Published online Oct 28, 2021. doi: 10.3748/wjg.v27.i40.6985
Peer-review started: June 16, 2021
First decision: July 14, 2021
Revised: July 25, 2021
Accepted: September 16, 2021
Article in press: September 16, 2021
Published online: October 28, 2021
Processing time: 132 Days and 20.5 Hours
Despite the improvement in the endoscopic hemostasis of non-variceal upper gastrointestinal bleeding (NVUGIB), rebleeding remains a major concern.
To assess the role of prophylactic transcatheter arterial embolization (PTAE) added to successful hemostatic treatment among NVUGIB patients.

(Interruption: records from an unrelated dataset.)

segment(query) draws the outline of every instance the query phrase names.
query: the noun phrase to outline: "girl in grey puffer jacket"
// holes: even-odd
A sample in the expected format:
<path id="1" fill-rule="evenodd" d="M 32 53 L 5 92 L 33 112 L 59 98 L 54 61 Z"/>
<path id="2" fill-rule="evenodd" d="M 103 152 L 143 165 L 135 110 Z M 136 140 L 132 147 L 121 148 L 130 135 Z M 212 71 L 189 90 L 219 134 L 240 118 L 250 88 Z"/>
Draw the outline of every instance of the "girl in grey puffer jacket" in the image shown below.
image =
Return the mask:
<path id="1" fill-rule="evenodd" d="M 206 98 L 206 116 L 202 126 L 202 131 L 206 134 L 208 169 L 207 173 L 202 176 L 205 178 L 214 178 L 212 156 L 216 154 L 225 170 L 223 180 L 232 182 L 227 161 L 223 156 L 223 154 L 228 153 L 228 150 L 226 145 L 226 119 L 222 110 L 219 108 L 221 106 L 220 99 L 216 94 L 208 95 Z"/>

We searched three databases from inception through October 19th, 2020. Randomized controlled trials (RCTs) and observational cohort studies were eligible. Studies compared patients with NVUGIB receiving PTAE to those who did not get PTAE. Investigated outcomes were rebleeding, mortality, reintervention, need for surgery and transfusion, length of hospital (LOH), and intensive care unit (ICU) stay. In the quantitative synthesis, odds ratios (ORs) and weighted mean differences (WMDs) were calculated with the random-effects model and interpreted with 95% confidence intervals (CIs).
We included a total of 3 RCTs and 9 observational studies with a total of 1329 patients, with 486 in the intervention group. PTAE was associated with lower odds of rebleeding (OR = 0.48, 95%CI: 0.29–0.78). There was no difference in the 30-d mortality rates (OR = 0.82, 95%CI: 0.39–1.72) between the PTAE and control groups. Patients who underwent PTAE treatment had a lower chance for reintervention (OR = 0.48, 95%CI: 0.31–0.76) or rescue surgery (OR = 0.35, 95%CI: 0.14–0.92). The LOH and ICU stay was shorter in the PTAE group, but the difference was non-significant [WMD = -3.77, 95%CI: (-8.00)–0.45; WMD = -1.33, 95%CI: (-2.84)–0.18, respectively].
PTAE is associated with lower odds of rebleeding and any reintervention in NVUGIB. However, further RCTs are needed to have a higher level of evidence.
Core Tip: Rebleeding remains a significant concern in patients with non-variceal upper gastrointestinal bleeding (NVUGIB), despite the improvements in endoscopic and pharmacologic treatments. Our systematic review and meta-analysis indicate that prophylactic transcatheter arterial embolization (PTAE) compared to standard of care is accompanied by lower odds of rebleeding, need for rescue surgery, and reinterventions NVUGIB. However, we could not justify a beneficial effect of PTAE on mortality rates compared with the standard of care. In line with our results, we suggest using PTAE in selected cases, where risk stratification predicts high rebleeding risk or the anatomical situation makes the secure and permanent endoscopic hemostasis impossible.